Мемуары. События и люди. 1878–1918 - страница 6
Никто не похоронил Николая глубже, чем Витте, заявляющий себя монархистом, а Вильгельм сам чрезвычайно ловко закопал себя сажени на три под землю.
В этом смысл его мемуаров. И вот почему появление их на русском языке так желательно.
А. Луначарский
I. Бисмарк
Князь Бисмарк как государственный деятель такая крупная величина и его незабываемые заслуги перед Пруссией и Германией являются историческими фактами такого огромного значения, что едва ли в каком-нибудь политическом лагере найдется хоть один человек, который осмелился бы это оспаривать. Уже по одному этому легенда о том, будто я не признавал крупного масштаба личности Бисмарка, является вздорным вымыслом. На самом деле было обратное. Я преклонялся перед ним и обоготворял его. И это не могло быть иначе. Надо принять во внимание, с каким поколением я вырос. Это было поколение поклонников Бисмарка. Он был создатель германского государства, паладин моего деда; мы все считали его величайшим государственным деятелем своего времени и гордились тем, что он немец. Бисмарк был в моем храме идолом, которому я молился. Но монархи ведь тоже люди из плоти и крови; поэтому и они подвержены тем влияниям, которые вытекают из поступков других. Таким образом, легко будет понять по-человечески, что князь Бисмарк, вследствие своей борьбы против меня, тяжелыми ударами сам разбил того идола, о котором я говорил раньше. Мое преклонение перед Бисмарком как великим государственным деятелем от этого, однако, не пострадало. Еще когда я был прусским принцем, я часто думал: надо надеяться, что великий канцлер будет еще долго жить, и я был бы гарантирован от всяких неожиданностей, если бы мог править вместе с ним. Но не могло же мое преклонение перед великим государственным деятелем заставить меня, когда я уже стал императором, взять на себя ответственность за те политические планы и действия князя, которые я считал ошибочными.

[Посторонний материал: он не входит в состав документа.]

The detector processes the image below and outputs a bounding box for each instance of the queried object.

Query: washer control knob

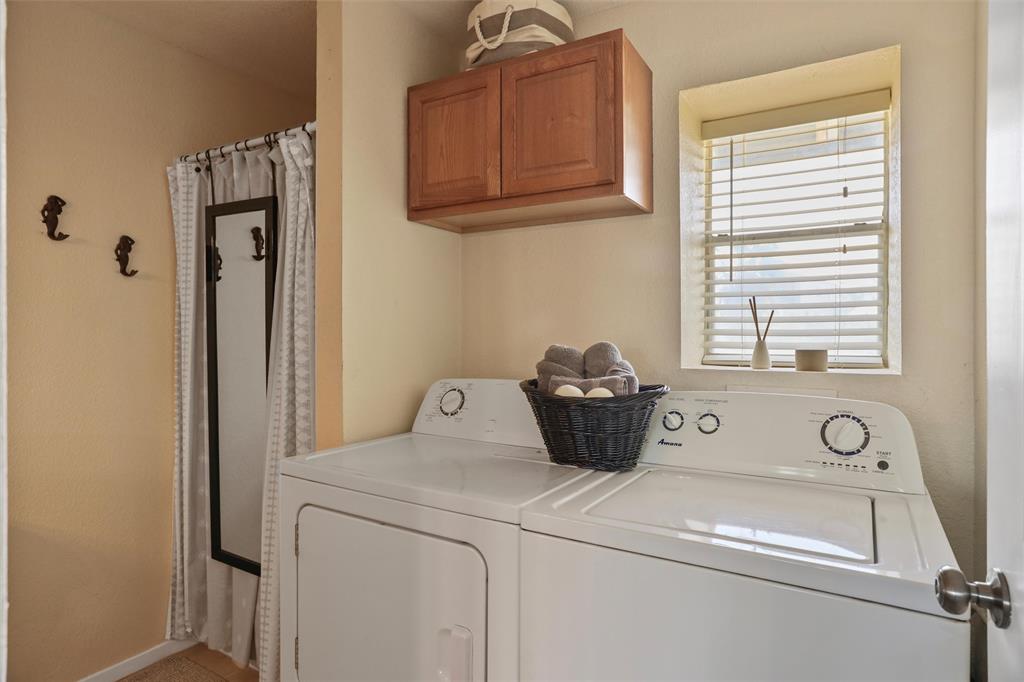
[821,414,871,457]
[697,412,722,433]
[439,388,466,417]
[662,410,683,431]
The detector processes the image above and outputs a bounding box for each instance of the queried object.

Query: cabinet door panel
[409,69,501,208]
[502,40,617,197]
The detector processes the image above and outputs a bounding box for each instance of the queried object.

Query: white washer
[281,380,589,681]
[520,392,970,681]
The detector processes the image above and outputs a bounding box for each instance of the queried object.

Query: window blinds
[703,109,889,368]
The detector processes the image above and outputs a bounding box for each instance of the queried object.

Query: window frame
[677,58,903,378]
[700,109,892,371]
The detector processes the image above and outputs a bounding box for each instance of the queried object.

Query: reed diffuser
[746,296,775,370]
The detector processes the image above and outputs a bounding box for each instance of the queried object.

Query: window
[701,90,890,368]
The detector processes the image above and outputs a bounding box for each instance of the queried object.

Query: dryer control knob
[439,388,466,417]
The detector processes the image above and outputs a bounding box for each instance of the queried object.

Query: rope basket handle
[476,5,514,50]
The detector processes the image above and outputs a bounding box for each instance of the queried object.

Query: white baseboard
[81,639,197,682]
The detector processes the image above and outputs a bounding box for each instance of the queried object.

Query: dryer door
[297,506,487,682]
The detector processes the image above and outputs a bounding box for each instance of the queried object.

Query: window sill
[680,365,903,377]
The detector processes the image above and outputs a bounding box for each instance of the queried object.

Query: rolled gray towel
[537,359,583,393]
[583,341,623,379]
[544,344,584,377]
[548,377,635,395]
[608,360,640,395]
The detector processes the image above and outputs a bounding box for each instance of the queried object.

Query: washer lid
[521,467,967,621]
[584,471,874,563]
[281,433,589,523]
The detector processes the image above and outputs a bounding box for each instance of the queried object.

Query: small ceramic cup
[751,339,771,370]
[797,349,828,372]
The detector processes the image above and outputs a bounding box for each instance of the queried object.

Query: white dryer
[520,392,970,681]
[281,380,589,681]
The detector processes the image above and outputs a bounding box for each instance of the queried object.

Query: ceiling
[82,0,316,97]
[82,0,629,97]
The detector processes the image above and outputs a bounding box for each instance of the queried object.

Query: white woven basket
[466,0,573,69]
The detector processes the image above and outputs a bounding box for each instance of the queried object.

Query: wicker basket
[519,379,669,471]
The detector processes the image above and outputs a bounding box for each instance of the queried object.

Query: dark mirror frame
[206,197,278,576]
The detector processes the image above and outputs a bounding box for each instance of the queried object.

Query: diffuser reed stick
[746,296,775,370]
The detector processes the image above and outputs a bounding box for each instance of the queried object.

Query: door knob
[935,566,1011,629]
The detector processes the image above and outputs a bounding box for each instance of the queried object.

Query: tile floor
[125,644,259,682]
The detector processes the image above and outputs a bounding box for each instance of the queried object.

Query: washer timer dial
[662,410,683,431]
[821,413,871,457]
[438,388,466,417]
[697,412,722,435]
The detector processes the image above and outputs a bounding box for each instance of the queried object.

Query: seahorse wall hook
[250,227,266,260]
[114,235,138,278]
[39,195,71,242]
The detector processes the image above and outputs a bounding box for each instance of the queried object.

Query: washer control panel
[642,391,925,494]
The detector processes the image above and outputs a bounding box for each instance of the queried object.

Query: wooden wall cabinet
[409,30,653,232]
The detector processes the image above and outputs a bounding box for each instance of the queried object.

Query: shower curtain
[167,132,314,679]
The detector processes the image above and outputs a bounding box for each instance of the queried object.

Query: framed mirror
[206,197,278,576]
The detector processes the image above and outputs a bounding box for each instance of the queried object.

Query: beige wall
[315,0,343,450]
[462,2,976,571]
[7,2,313,680]
[339,2,462,441]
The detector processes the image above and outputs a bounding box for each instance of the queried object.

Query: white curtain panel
[259,132,315,682]
[167,140,299,666]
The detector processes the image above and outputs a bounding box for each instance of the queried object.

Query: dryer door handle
[437,626,473,682]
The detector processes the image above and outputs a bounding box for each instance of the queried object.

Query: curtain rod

Уже Берлинский конгресс 1878 г. был, по моему мнению, ошибкой, как и отношение Бисмарка к так называемой культурной борьбе. Кроме того, государственная конституция была скроена по Бисмарковскому необыкновенному масштабу: большие кирасирские сапоги не всякому подходили. Затем возник вопрос о рабочем законодательстве. Я глубоко сожалел о возникшем между нами по этому поводу конфликте, но я должен был тогда пойти по пути компромисса, который вообще всегда был моим путем как во внутренней, так и во внешней политике. Поэтому я не мог начать той открытой борьбы против социал-демократии, которой хотел князь. Эта разница во взглядах на политические мероприятия не может, однако, умалить мое преклонение перед крупной фигурой Бисмарка как государственного деятеля. Он остается создателем Германского государства; больше сделать для своей страны едва ли может один человек.
Перед моими глазами всегда стояла великая заслуга Бисмарка в деле объединения Германии, и поэтому я не поддавался влиянию той травли, которая тогда стояла в порядке дня.
И то, что Бисмарка называли домоуправителем Гогенцоллернов, также не могло поколебать моего доверия к князю, хотя он, быть может, и думал о политической традиции своего дома. Он, например, был очень опечален тем, что его сын Билль не проявлял никакого интереса к политике, и хотел передать власть другому своему сыну Герберту.
Трагедия моего столкновения с Бисмарком кроется в том, что я явился преемником своего деда, так что я в известной мере перепрыгнул через одно поколение. Это трудно. Приходится всегда иметь дело со старыми заслуженными людьми, которые живут больше в прошлом, чем в настоящем, и не могут врасти в будущее.